According to reports in respected national newspapers, the US envoy Bruce P. Jackson was the architect behind both the letter of the eight and the Vilnius letter. He arranged a meeting in the Lithuanian embassy in Washington, where the foreign ministers of all ten countries participated. The text had been proposed in advance, but according to the press reports it was Jackson who convinced the participants to accept the proposal and to disregard efforts by Bulgaria — then a rotating member of the UN Security Council — to alter the text. Since the early 1990s, Jackson had been an informal advisor to central European governments, advising them on the road to admission into NATO. He allegedly now convinced the foreign ministers of the Vilnius ten, that their support for the US in this international conflict would give them much better chances in the US Congress when it was to vote on accepting those countries into NATO.

== Criticism ==

The letter was met with public consternation in many countries on the European continent — and surprise and criticism from several governments in the European Union. In retrospect, the letter is sometimes pointed at as a significant warning of the crisis and deadlock that came to signify the European Union the following years, with its inability to move forward the issues of defense cooperation, constitution, "transparency" and democratic legitimacy, or integration of the new member countries; and it has been questioned whether the governments in question in fact acted supportive of Anglo-Saxon interests critical or fearful of a strengthened EU, which these governments with their fresh experience of the Soviet Union's detrimental dominance on national independence might have been sensitive for. Such criticism may hint at the Vilnius letter as a tool for U.S. policies to divide and rule, citing essays from the think tank PNAC. More diplomatic criticism, partly following the same lines, was made by among others the French government, noting that the signing countries' admission to the EU was not jeopardized, but US promises — not least in terms of funding of future military improvements — may have been at stake.

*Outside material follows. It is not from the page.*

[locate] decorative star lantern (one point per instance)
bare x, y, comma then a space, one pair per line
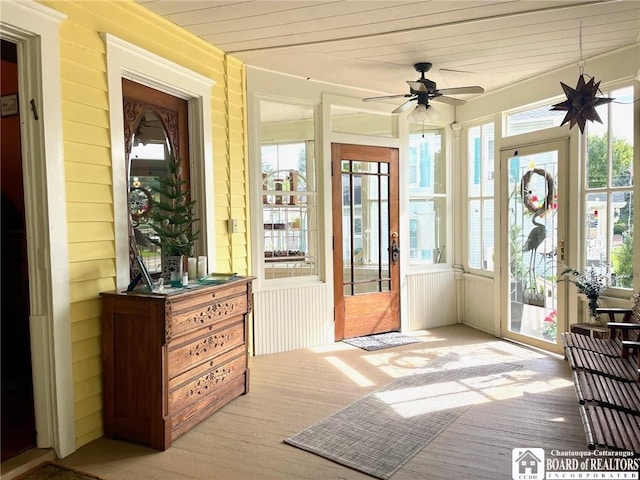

For their part the signing central European governments emphasized the Vilnius letter as a commitment to such traditional European and American values as free trade and democracy — and also their participation in the War against terrorism. The letter referred to the "compelling evidence" presented by US Secretary of State Colin Powell to the UN, and added: "Our countries understand the dangers posed by tyranny and the special responsibility of democracies to defend our shared values." Critics argued that, rather than defending shared values, the signatories were undermining the authority of international law and the United Nations.

Some central European newspapers pointed out the foreign policy problem their governments faced wasn't primarily connected with Iraq but instead concerned the clash between the regional powers of the European continent: France and Germany on one side, and the Central Europe, the United States and the United Kingdom, on the other, with Russia as a further complicating factor. Critics argued that by signing the Vilnius letter, they were responsible for aggravating the crisis in the European Union, and putting national security in danger.

Criticism both in EU countries and in the signatory countries also pointed out the return to a client-patron pattern that beside being against the spirit and wellbeing of the EU also was an unexpected and humiliating return to Cold War habits, although with the U.S. instead of the USSR in the role as patron, when WP elites echoed embarrassing propaganda easily revealed as support for Soviet imperialism.